# Pretrain
LLaMA2-Accessory currently supports two kinds of pretraining datasets: the *vanilla* dataset and the *packed* dataset. Which one is used for training is controlled by the `--packed_data` argument in `main_pretrain.py`.

## Vanilla Dataset

The vanilla dataset is supported in {link2repo}`[data/falcon.py](accessory/data/falcon.py)`. It loads data directly from `.parquet` data files (as an example, see [*Falcon Refined-web*](https://huggingface.co/datasets/tiiuae/falcon-refinedweb)). With the vanilla dataset, every piece of data will be converted into tokens of  fixed length. Specifically, it will be truncated if it is longer than the target length, and padded if shorter.

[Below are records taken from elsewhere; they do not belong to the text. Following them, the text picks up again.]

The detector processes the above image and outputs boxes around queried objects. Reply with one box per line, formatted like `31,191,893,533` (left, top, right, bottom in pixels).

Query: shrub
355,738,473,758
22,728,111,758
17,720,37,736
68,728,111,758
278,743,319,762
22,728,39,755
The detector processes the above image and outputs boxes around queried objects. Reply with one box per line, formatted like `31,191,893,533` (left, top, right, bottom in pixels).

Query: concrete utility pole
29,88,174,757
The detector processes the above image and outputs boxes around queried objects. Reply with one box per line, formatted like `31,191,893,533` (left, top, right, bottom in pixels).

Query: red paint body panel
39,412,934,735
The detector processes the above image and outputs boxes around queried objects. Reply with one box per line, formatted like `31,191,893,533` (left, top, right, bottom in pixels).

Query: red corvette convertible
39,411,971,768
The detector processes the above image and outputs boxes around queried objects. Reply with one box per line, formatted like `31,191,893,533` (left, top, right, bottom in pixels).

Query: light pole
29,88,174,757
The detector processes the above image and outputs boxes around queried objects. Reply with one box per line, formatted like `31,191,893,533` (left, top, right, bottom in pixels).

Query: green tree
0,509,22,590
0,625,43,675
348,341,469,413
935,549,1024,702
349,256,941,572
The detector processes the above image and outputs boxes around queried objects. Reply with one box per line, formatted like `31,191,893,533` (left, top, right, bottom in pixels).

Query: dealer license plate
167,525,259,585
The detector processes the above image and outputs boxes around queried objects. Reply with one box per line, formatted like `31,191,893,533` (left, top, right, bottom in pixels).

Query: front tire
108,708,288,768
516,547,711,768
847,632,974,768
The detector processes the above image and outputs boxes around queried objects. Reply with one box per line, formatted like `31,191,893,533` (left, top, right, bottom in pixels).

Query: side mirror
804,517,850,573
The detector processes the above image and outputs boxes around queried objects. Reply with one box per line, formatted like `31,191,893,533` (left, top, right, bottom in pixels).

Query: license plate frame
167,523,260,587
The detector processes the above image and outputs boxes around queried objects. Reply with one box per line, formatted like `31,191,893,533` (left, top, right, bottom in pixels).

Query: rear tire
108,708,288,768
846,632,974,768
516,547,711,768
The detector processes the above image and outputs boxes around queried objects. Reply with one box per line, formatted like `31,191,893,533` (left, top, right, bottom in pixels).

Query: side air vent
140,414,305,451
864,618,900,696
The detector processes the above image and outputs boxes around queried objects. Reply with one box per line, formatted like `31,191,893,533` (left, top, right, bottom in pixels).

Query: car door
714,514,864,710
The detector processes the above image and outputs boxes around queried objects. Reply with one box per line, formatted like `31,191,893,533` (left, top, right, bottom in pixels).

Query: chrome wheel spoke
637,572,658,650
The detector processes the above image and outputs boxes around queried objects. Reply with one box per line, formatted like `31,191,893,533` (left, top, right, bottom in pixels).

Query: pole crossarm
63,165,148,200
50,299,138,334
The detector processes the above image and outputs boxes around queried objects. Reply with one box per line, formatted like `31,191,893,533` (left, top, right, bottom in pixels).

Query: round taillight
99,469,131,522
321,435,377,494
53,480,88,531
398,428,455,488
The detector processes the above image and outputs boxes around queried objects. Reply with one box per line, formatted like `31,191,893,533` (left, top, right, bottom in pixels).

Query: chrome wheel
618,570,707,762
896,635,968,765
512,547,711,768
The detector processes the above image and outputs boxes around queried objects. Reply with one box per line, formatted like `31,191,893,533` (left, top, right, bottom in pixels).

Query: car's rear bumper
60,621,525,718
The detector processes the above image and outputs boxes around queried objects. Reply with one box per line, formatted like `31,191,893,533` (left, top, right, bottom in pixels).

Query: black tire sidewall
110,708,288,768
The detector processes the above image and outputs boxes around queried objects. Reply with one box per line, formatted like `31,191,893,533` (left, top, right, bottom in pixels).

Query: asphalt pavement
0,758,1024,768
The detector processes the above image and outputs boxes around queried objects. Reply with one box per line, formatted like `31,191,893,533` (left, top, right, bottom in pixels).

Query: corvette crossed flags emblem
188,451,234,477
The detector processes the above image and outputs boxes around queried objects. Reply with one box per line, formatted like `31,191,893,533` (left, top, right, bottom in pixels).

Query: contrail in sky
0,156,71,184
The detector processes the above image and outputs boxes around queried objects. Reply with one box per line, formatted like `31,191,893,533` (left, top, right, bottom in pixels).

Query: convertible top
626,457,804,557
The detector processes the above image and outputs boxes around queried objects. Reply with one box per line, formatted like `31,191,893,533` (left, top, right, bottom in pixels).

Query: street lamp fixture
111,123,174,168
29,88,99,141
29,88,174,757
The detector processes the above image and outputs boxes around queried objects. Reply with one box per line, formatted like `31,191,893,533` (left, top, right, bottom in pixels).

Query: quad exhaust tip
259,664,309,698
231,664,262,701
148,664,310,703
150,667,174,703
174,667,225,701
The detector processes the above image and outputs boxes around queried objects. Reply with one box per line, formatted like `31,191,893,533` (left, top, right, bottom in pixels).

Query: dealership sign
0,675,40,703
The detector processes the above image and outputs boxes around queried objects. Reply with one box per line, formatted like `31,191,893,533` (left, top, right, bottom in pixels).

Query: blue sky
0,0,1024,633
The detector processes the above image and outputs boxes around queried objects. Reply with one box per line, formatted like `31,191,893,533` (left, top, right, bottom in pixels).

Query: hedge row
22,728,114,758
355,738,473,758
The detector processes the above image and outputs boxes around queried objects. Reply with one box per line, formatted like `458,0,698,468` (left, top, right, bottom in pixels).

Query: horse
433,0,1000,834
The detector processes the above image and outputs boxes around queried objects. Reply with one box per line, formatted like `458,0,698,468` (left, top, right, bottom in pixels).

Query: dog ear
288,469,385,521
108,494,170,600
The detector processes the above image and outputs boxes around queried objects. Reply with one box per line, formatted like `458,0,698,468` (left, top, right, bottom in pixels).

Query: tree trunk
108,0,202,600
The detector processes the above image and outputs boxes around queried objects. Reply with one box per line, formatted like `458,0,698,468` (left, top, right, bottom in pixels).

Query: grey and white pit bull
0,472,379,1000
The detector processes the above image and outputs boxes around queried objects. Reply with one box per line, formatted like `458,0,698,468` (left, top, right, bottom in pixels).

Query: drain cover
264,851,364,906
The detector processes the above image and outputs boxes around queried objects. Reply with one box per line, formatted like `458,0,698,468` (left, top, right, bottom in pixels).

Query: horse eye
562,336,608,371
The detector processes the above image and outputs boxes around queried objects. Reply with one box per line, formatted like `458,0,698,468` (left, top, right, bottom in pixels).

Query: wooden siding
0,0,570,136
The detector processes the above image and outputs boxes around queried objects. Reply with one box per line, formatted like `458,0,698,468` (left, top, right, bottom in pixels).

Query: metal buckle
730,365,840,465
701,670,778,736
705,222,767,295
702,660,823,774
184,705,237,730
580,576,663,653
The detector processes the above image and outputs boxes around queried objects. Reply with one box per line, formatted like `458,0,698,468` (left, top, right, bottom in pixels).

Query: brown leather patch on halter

An example for pretraining with the vanilla dataset is provided in {link2repo}`[exps/pretrain/vanilla.sh](accessory/exps/pretrain/vanilla.sh)`. Here are some notes about the script:

1\. To run the script on your own machine, point the `llama_config` variable to the `*.json` files defining model configuration, and the `tokenizer_path` variable to the spm (*i.e.* tokenizer.model) or huggingface tokenizer.
:::{tip}

See FAQ to know more about [llama_config](./faq.md#how-to-set-llama_config) and [tokenizer_path](./faq.md#how-to-set-tokenizer_path).

:::

2\. A meta file specifying the list of `.parquet` files to use should be created and pointed to by the `data_meta_path` variable. We provide an example meta file for the *Falcon Refined-web* dataset {link2repo}`[here](data_example/PretrainMeta.json)`.
  + The elements in the meta file should be either absolute paths, or paths relative to `data_root`.

## Packed Dataset

For more efficient token utilization, the packed dataset is supported in {link2repo}`[data/falcon_packed.py](accessory/data/falcon_packed.py)`. The packed dataset concatenates contents from different data pieces into a whole and then splits it into equal-length segments. To train with packed dataset, you need to first pre-process your data, namely to tokenize, concatenate, split, and save them. A script for doing this is provided in {link2repo}`[tools/generate_packed_data.py](accessory/tools/generate_packed_data.py)`.

```bash
python -u tools/generate_packed_data.py
```

An example for pretraining with the packed dataset is provided in {link2repo}`[exps/pretrain/13B_packed.sh](accessory/exps/pretrain/13B_packed.sh)`. Similar to the case of the vanilla dataset, you also need to create a meta file and point `data_meta_path` to it. If you use our `generate_packed_dataset.py` to preprocess data, elements in the meta file should end with `.pkl` (See {link2repo}`[here](data_example/PretrainMetaPacked.json)` for example).